KONDISI jembatan gantung di Kampung Bojong Mencos, Desa Gelarpawitan rusak berat dan membahayakan bagi warga yang melintas. Foto: Magnet Indonesia/Ruslan Ependi

CIANJUR | MAGNETINDONESIA.CO – Warga Kampung Bojong Mencos RT 01/01, Kedusunan Mekarlaksana, Desa Gelarpawitan, Kecamatan Cidaun, Kabupaten Cianjur diliputi rasa was-was. Penyebabnya, kondisi jembatan gantung yang biasa dilintasi masyarakat rusak sehingga berpotensi membahayakan bagi yang melintasinya.

“Jembatan gantung ini merupakan penghubung dengan Kampung Pasir Mangir, Desa Neglasari, Kecamatan Cidaun,” ujar Kepala Desa Gelarpawitan, Heri Koeswanto, kepada magnetindonesia.co, Senin (21/9/2020).

Konstruksi bangunan jembatan gantung membentang sepanjang 70 meter. Jembatan berdiri di atas aliran Sungai Cimaragang. Saat ini pijakan jembatan menggunakan bambu dengan lebar sekitar 50 sentimeter. Sementara kawat sling sudah berkarat dan balok kayu penopangnya pun keropos.

“Meskipun kondisinya rusak, tetapi masih dimanfaatkan warga. Memang bisa berpotensi terjadi hal-hal tak diinginkan,” ujarnya.

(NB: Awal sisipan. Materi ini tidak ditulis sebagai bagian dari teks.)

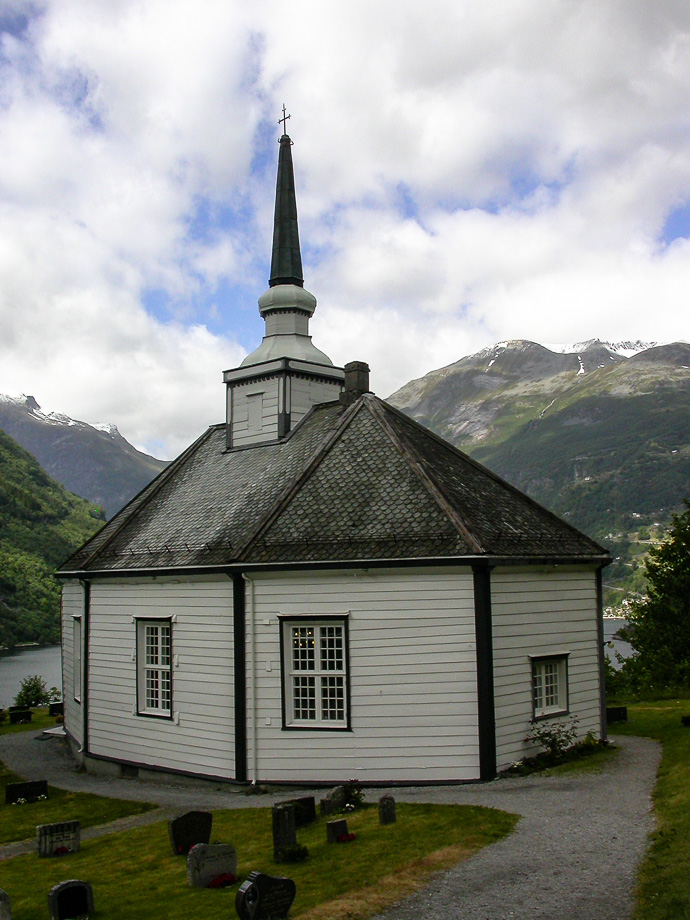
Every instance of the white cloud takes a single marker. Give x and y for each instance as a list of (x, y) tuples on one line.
[(466, 173)]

Heri menaruh harapan besar jembatan bisa segera diperbaiki Pemkab Cianjur. Dengan kondisi jembatan gantung bagus, Heri meyakini aktivitas masyarakat pun akan kembali meningkat.

“Wilayah kami memang cukup terpencil karena berada di pelosok. Kami butuh peningkatan infrastruktur. Tak hanya jembatan, tapi juga pembangunan jalan,” jelasnya.

Pun akses jaringan layanan telekomunikasi blank spot. Kadang Heri mengaku harus pergi dulu ke luar wilayah desa untuk mendapatkan sinyal internet.